NAIROBI, Kenya — Secretary of State Condoleezza Rice said Monday that Kenya's feuding political parties must share power in a coalition government, increasing the pressure for a speedy resolution to the country's political crisis.
After separate meetings with President Mwai Kibaki and opposition leader Raila Odinga, Rice said that both men needed to make concessions to end a seven-week stalemate after Kibaki was declared the winner of a questionable election. She indicated that the U.S. government would provide additional funding to rebuild the country once there's an agreement.
"We are prepared to do more for reconstruction, resettlement of people, rehabilitation of infrastructure," Rice said. "The current stalemate...(is) not going to permit business as usual with the United States."
President Bush, who continued a five-nation African tour in neighboring Tanzania, dispatched Rice to signal U.S. support for mediation efforts led by former U.N. Secretary-General Kofi Annan. Bush's efforts to highlight U.S.-led successes in health and development in Africa have been undermined by the instability in Kenya, a key ally, where ethnic violence triggered by the disputed election has killed more than 1,000 people and forced hundreds of thousands from their homes.
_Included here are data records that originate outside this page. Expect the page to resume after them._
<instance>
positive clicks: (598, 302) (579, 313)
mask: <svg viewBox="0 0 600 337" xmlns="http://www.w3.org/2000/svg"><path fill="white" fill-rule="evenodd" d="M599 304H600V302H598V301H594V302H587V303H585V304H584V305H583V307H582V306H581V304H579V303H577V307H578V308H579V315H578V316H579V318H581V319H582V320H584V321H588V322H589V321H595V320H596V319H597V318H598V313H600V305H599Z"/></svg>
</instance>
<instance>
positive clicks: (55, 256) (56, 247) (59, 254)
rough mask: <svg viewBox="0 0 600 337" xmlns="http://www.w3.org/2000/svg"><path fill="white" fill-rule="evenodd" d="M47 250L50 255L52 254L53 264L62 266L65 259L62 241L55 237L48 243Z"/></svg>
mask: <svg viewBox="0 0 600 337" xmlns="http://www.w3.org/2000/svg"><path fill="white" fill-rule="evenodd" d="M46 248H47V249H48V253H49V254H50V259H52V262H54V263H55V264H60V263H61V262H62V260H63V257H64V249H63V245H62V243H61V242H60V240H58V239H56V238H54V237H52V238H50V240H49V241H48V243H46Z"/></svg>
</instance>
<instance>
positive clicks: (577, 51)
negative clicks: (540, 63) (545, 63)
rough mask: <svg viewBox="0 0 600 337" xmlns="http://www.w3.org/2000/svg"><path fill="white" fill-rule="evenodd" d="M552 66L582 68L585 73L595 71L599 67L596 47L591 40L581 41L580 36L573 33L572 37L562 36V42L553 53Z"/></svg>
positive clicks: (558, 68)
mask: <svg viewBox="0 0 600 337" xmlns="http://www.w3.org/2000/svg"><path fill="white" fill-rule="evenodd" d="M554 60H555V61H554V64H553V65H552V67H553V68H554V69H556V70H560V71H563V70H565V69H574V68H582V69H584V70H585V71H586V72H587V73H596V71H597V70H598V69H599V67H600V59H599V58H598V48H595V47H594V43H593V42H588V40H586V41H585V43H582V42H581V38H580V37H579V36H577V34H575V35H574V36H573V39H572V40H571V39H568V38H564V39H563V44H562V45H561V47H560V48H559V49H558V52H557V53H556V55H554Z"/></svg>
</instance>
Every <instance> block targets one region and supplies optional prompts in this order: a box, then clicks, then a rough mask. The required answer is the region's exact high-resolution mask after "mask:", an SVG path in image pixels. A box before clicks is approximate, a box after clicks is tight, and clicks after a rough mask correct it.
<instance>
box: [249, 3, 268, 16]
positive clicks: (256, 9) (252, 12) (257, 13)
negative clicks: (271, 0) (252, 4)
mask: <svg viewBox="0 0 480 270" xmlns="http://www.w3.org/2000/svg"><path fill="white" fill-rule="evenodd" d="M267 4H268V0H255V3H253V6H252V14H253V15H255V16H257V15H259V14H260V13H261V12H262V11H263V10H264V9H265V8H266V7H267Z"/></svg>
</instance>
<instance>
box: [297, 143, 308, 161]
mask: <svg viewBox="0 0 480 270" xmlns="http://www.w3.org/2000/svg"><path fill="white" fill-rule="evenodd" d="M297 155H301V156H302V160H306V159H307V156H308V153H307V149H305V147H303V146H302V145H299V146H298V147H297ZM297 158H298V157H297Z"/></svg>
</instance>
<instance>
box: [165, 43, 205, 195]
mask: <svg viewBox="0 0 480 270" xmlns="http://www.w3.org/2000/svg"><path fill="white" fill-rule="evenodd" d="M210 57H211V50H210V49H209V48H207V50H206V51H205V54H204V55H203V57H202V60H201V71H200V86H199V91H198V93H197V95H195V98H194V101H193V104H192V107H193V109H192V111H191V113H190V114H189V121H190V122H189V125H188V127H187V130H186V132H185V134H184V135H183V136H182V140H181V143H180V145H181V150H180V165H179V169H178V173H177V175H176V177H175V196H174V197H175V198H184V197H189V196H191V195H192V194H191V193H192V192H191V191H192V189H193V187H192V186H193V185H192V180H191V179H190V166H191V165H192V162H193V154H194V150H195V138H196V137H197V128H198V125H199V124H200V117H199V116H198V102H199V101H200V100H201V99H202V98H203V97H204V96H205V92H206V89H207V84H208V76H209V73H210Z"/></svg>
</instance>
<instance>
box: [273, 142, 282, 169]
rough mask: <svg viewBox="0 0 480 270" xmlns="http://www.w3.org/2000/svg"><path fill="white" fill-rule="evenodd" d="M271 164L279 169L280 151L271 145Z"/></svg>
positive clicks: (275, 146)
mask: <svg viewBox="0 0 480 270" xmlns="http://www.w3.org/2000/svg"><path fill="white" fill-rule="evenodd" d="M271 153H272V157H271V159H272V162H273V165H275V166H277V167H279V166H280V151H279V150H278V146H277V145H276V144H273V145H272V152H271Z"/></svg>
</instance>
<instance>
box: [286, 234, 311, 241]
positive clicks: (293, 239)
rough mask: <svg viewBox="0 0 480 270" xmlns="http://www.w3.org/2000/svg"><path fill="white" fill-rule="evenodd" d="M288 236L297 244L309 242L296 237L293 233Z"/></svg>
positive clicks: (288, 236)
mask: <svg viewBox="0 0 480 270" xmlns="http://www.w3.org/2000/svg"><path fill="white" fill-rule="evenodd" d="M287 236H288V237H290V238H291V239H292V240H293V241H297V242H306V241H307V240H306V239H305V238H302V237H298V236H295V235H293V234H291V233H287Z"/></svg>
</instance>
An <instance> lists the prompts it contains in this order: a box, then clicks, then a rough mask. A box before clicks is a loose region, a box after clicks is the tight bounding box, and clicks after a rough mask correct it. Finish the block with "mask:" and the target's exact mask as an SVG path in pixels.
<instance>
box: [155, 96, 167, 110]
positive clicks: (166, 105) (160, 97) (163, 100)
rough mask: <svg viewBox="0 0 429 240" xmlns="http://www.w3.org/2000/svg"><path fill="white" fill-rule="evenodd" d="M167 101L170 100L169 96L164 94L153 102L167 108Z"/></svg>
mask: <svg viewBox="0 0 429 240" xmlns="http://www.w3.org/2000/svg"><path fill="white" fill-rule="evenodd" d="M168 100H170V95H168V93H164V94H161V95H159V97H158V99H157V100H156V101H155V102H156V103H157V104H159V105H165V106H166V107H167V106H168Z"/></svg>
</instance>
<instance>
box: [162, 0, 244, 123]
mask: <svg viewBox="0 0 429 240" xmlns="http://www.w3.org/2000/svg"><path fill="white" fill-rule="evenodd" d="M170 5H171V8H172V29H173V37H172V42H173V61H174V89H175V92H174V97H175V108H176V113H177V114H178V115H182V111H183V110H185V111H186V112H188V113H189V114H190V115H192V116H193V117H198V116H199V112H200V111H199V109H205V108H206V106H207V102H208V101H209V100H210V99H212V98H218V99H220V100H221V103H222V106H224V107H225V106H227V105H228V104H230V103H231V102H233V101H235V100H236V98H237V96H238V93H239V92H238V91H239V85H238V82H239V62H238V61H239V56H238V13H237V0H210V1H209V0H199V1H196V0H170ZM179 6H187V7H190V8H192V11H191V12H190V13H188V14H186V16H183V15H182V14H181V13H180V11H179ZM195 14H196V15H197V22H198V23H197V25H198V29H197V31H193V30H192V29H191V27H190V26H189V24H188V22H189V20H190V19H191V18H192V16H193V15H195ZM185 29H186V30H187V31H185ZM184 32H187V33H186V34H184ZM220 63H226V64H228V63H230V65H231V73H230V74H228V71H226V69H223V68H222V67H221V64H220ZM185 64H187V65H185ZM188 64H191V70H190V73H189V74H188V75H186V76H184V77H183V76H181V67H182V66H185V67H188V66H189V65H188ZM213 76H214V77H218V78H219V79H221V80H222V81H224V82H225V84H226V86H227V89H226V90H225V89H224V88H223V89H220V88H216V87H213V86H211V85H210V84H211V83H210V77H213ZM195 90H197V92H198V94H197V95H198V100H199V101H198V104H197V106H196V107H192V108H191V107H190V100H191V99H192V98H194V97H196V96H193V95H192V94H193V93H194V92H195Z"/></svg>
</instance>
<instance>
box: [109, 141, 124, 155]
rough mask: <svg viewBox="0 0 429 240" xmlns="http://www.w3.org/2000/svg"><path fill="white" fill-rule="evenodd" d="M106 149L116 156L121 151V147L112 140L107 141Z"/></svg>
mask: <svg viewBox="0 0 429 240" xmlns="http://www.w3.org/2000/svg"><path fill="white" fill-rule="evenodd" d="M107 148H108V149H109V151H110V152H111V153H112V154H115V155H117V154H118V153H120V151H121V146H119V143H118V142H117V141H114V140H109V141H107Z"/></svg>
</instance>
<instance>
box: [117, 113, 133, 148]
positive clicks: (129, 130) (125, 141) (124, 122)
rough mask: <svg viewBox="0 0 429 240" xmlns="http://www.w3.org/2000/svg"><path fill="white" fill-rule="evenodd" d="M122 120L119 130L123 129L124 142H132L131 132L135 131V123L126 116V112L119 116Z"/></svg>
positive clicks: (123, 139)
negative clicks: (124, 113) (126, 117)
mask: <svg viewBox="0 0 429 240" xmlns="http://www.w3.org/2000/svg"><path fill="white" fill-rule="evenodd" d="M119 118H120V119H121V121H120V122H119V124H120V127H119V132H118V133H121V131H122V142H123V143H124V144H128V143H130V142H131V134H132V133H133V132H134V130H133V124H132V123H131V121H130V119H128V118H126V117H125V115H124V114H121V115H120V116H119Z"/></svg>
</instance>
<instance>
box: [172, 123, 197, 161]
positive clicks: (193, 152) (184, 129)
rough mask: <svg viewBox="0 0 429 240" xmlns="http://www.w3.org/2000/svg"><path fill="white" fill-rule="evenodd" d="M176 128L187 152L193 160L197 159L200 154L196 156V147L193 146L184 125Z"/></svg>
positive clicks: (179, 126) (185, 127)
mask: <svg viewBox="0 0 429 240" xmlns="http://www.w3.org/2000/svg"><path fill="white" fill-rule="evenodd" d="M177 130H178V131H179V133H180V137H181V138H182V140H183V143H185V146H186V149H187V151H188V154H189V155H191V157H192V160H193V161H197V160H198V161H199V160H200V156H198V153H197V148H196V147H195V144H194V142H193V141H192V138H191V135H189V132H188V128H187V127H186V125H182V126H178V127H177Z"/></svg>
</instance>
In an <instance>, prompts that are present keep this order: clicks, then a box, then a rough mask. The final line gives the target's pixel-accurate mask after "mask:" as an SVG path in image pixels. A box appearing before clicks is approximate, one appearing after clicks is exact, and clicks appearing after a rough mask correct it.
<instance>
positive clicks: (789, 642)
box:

Annan also has called for a coalition government, but as negotiations enter a fourth week the two sides remain far apart on what such a system would look like.
Odinga, who charges that Kibaki stole the Dec. 27 presidential election through widespread vote-rigging — a claim backed by many international observers — wants to share executive power in a newly created prime minister position. Kibaki says he won fairly and has offered only to give Odinga's party positions in his Cabinet, which he's already half filled.
Expressing impatience with both sides, Rice said that Kenyans needed a resolution "yesterday" and urged Kibaki and Odinga — former allies — to compromise.
"The parties that come to any kind of coalition have to actually have responsibilities and authorities that matter," Rice said. "It can't be...simply the illusion of power sharing."
Rice's offer of more U.S. help for rebuilding was the first major incentive that the Bush administration has dangled in front of Kenya's leaders. Earlier this month, the administration threatened to slap travel bans on those officials it accuses of inciting violence or obstructing the peace talks.
Although Kenya receives roughly $1 billion annually in U.S. assistance, most of that is for fighting diseases such as HIV/AIDS, and officials have said that money won't be revoked.
Still, as Rice flew in, Kibaki supporters bristled at what they saw as increasing international interference.
"I certainly don't think that my team will take pressure or dictation from any other country," Martha Karua, a member of Kibaki's negotiating team, told reporters.
Rice rejected the assertion and said that Kenyans, not Western envoys, were most desperate for a breakthrough.
"Kenya is a friend," Rice said. "It's not a matter of dictating a solution. It's Kenyans who are insisting that their political leaders ...find a solution to this crisis so Kenya can move forward."